Şu soru ise dile getirilmesi yasak bir meyvenin ürünü: “Bu mekâna gelmek için mi buluştunuz, yoksa keyifli vakit geçirmek için mi? Ne için güzel giyindiniz mesela…”
İki farklı yaşam var artık… Sosyal medya bir bilimkurgu gerçeği gibi yaşamımızda… Gerçeklikten kaçıp oraya sığınıyoruz. Yaşam görünen ve gizlenenden oluşur. Görünen her şeydir. Gizlenen ise deneyimlerle ilgilidir. İki farklı yaşam olduğuna göre iki farklı görünen ve gizlenen de vardır. Bu mekânın gizleneni şu anda farklı, sosyal medyada farklıdır. Adım gibi eminim ki köşede sevgilisiyle oturan kadın mekândayken aşka dair bir deneyim, sosyal medyada ise kaygı benzeri bir deneyim yaşıyor. Şu sorularla hemhâl: “Acaba beni beğenecekler mi, şu anda kim evinde pijamalarıyla otururken bana bakıp iç çekiyor, zengin görünümüm kimi etkiliyor, kim bana bakıp burada olmak istiyor…”

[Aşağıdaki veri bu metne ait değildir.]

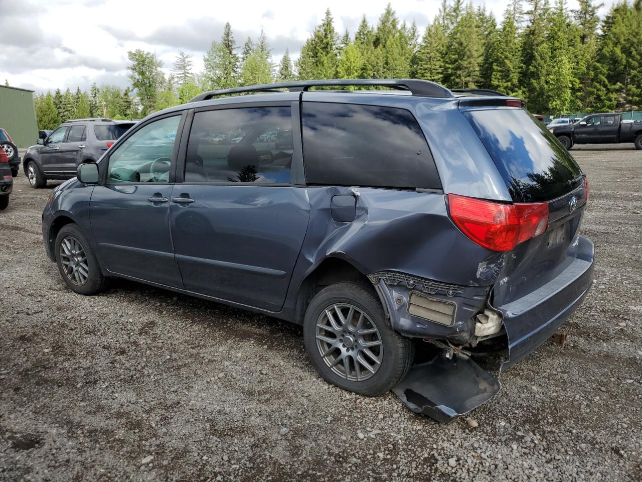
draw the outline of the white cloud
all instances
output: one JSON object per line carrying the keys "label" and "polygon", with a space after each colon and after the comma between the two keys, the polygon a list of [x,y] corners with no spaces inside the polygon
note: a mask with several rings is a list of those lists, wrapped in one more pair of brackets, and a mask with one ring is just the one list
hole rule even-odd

Hazların egemen olduğu bir topluluk… Haz buğusunun gerisinde ise politika yapıcıların gergin atmosferi… Kaçış bir haz öznesi olduğunda, ardından muhakkak ki yorgunluk beliriyor. Bu yorgunlukla başa çıkmak çok zor… Daha çok haz, daha çok haz, daha çok haz… Arı, bir dolaşım öznesidir, özündeki mucizeden bihaberdir, iş ve verim odaklıdır, cesurdur, risk almaktan korkmaz. Bu özellikler, buradaki tüm insanlar için geçerlidir, toplumun üretken tabakasının büyük çoğunluğu burada çünkü. Ne yazık ki paranın egemen olduğu bir toplumda bazı bireyler için üretkenlik ellerindeki parayla ilgili. Hiç okuma yazma bilmeseler bile üretkendir onlar. Çünkü onlar sayesinde uçuşan banka arıları konacak çiçek bulabiliyorlar. Bu ise tabii bir yanılgıya sebebiyet veriyor, mesela karşımızdaki adam ısrarla bana bakıp beni elde edebileceğini sanıyor. Üretkenliği üreme dürtüsüyle ilgili sadece… Oysa bu tipler ilgimi çekmiyor. Eskiden çekiyordu. Özellikle lise ve üniversite çağlarımda… Zenginleri romanlardan öğrenmiştim. Onların evlerini romanlarda okumuştum. Gerçekler ise berbattı: Hoyratlık, hodbinlik, tekillik… Evet, yadsınamaz, muhteşem kıyafetlerin altında biçimli gövdelere sahipler ama dünyayla ilgileri yok. Ortak aklın en alt kademesine kadar düşebilen zengin erkeklerle uyudum. Buradaki çoğu insan, miras yoluyla zengin oluyor. Onlar domatesin toprakta değil, markette yetiştiğini sanan bir mantığa sahipler. Tabiatı olmadan büyüyebilmişler. Sonradan edindikleri para çok önemli olan bir bilinci hemen yok etmiş: Tarih! Var olan çağa ilginç deneyimlerle eklemlenmişler. Reklamların esaretine kapılıp bir sehpa almak için on sekiz farklı mağazayı gezmişler. Kader olgusu ise sarınabilecekleri en basit seçenek… Her şeyi ama her şeyi açıklayabilir. Peki, gizli olanı kader penceresinden bakarak görebilir miyiz? Ben sanmıyorum… Göremedikleri ortada zaten! Şu soruyla haykırmak istiyorum: “Sergilemek de mi kaderiniz?”
Arkadaşımın sorusuyla irkiliyorum:
“Çekelim mi bir fotoğraf? Bir kızı kıskandırmam gerekiyor da.”
Çekelim diyorum ve gülümsüyorum. Beni kıskanacak bahtsız kızı hayal ediyorum.
Soru sorma sırası bende:
“Durgunlar ıslanmasın diye üretilen bir şemsiye var mıdır sence?”